We can carry on, day by day and year by year, we can labor faithfully, but in the end, we must turn our lives and our loves and our labors over to one who can truly treasure them, truly embrace them, truly make them crosses of salvation. And that is not us.  That is God.

In my mind, this passage commanding us to shoulder the burdens of our crosses is related to another passage, from Matthew’s gospel, where Jesus invites us: “Come to me, all you who labor and are heavy-burdened, and I will give you rest. Take my yoke upon you and learn from me, for I am lowly and humble in heart, and you will find rest for your souls. For my yoke is easy and my burden is light.”

Our bearing of the cross is also our sharing of the cross, our finding salvation and hope in the crosses we already bear – or will bear, before our life is through. “For the foolishness of God is wiser than human wisdom, and the weakness of God is stronger than human strength.”

The final thought I want to share is one I got from another preacher. Reflecting on this image of giving up our lives in order to save it, Pastor Fred Craddock once said,  “To give my life for Christ appears glorious. To pour myself out for others – to pay the ultimate price of martyrdom. ‘I’ll do it! I’m ready, Lord, to go out in a blaze of glory!’ We think ‘giving our all to the Lord’ is like taking a $1,000 bill and laying it on the table –’Here’s my life, Lord. I’m giving it all to you.’

“But the reality for most of us is that God sends us to the bank and has us cash in the $1,000 bill for 4,000 quarters. We go through life putting out 25 cents here and 50 cents there. Listen to the neighbor kid’s troubles instead of saying, “Get lost.” Go to another committee meeting. Fit in time for a visit to that lonely elder in a nursing home. Grit our teeth and hold on to our love as we deal with yet another tantrum from an unruly child, or yet another breakdown by an unhealthy family member.
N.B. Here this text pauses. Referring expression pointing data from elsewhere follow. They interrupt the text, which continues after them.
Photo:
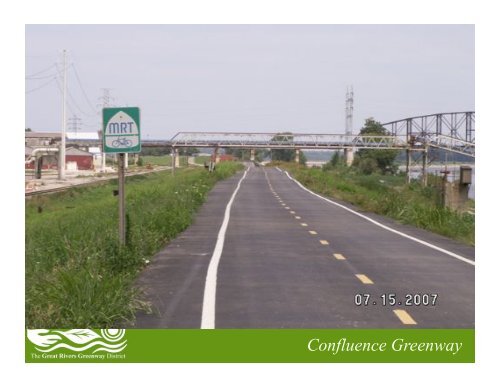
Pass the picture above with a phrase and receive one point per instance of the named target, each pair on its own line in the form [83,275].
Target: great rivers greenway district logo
[78,343]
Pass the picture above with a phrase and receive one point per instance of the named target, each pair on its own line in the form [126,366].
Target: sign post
[121,134]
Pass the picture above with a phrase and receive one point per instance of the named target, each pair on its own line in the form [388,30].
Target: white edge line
[208,311]
[385,226]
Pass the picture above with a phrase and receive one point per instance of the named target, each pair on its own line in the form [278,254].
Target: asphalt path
[263,252]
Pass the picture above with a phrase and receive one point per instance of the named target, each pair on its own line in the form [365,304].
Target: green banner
[256,346]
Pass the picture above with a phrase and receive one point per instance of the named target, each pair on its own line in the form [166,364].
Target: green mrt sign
[121,132]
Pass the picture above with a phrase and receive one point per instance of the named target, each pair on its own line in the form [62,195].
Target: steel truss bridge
[454,132]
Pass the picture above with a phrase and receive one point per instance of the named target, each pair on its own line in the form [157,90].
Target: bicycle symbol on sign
[121,142]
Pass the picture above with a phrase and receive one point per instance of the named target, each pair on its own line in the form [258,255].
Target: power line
[72,99]
[41,71]
[83,90]
[39,87]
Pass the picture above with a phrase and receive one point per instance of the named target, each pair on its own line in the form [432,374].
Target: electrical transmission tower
[349,109]
[106,102]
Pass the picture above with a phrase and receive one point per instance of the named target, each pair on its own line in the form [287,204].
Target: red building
[76,159]
[83,159]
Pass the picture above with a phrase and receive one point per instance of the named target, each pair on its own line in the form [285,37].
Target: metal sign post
[121,134]
[121,198]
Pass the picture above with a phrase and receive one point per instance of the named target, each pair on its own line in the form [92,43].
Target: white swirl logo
[110,340]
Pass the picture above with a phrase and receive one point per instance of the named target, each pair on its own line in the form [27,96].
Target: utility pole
[62,150]
[74,123]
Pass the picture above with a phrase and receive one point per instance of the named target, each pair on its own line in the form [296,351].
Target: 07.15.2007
[392,299]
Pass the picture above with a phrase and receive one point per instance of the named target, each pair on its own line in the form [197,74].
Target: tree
[375,160]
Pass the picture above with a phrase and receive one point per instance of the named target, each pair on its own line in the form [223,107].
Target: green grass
[390,196]
[77,274]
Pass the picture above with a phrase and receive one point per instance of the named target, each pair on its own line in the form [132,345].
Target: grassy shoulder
[389,196]
[77,274]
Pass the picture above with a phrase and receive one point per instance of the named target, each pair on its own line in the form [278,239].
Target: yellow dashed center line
[364,279]
[404,317]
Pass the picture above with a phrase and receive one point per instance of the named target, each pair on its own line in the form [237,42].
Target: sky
[247,78]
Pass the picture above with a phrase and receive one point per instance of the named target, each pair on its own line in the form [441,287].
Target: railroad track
[29,194]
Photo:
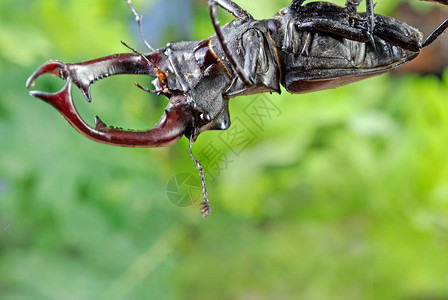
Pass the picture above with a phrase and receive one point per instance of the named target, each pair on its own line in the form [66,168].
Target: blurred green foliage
[342,194]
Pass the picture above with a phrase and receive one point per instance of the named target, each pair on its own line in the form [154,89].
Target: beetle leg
[234,9]
[435,33]
[205,204]
[352,5]
[84,74]
[295,4]
[174,123]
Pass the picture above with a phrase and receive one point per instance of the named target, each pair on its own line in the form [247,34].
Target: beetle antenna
[205,205]
[138,19]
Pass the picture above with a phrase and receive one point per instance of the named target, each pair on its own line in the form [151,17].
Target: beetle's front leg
[84,74]
[173,124]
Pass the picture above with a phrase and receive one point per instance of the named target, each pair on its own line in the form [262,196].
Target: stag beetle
[305,47]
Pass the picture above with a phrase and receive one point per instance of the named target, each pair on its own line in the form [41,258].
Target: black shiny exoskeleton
[304,47]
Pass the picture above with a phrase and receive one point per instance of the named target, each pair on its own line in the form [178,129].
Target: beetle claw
[54,68]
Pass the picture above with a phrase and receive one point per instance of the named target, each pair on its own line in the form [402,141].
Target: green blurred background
[340,194]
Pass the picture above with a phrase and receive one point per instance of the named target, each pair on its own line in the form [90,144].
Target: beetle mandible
[304,47]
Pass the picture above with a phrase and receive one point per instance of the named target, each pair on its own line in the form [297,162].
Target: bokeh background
[340,194]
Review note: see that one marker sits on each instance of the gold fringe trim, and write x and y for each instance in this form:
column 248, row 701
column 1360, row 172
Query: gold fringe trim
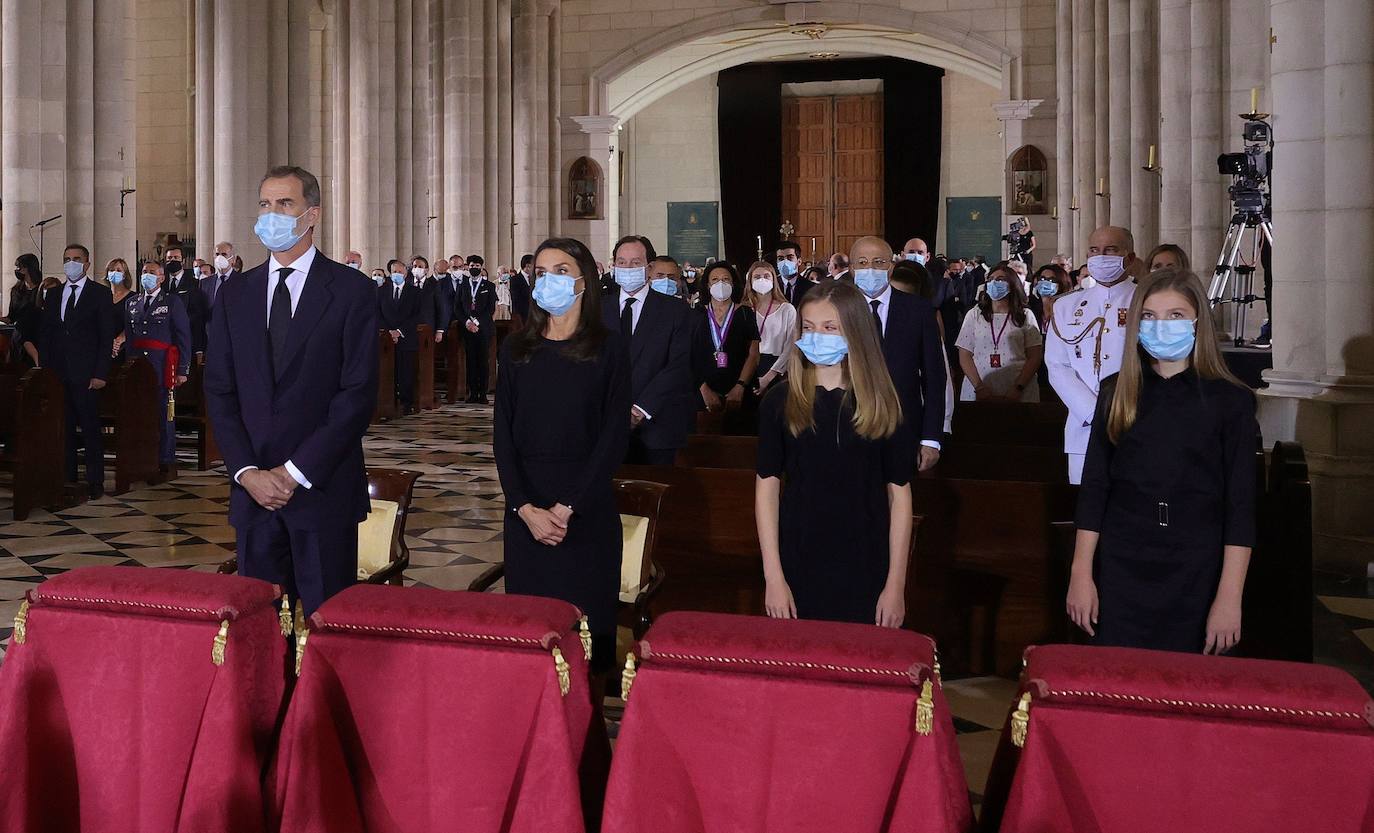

Usually giving our life to Christ isn’t glorious. It’s done in all those little acts of love, two-bits at a time. It would be easy to go out in a flash of glory; it’s harder to live the Christian life little by little over the long haul.”

To cast Craddock’s insight into another image, we may not be asked to carry one big cross.

We may instead be given four thousand little crosses – each custom-crafted to our own lives, our own loves, our own capacities.

But you know what?

All those quarters are part of the thousand dollar bill.

All those crosses are part of the one cross of Christ.

And large or small, we are called as disciples to carry them faithfully along the way.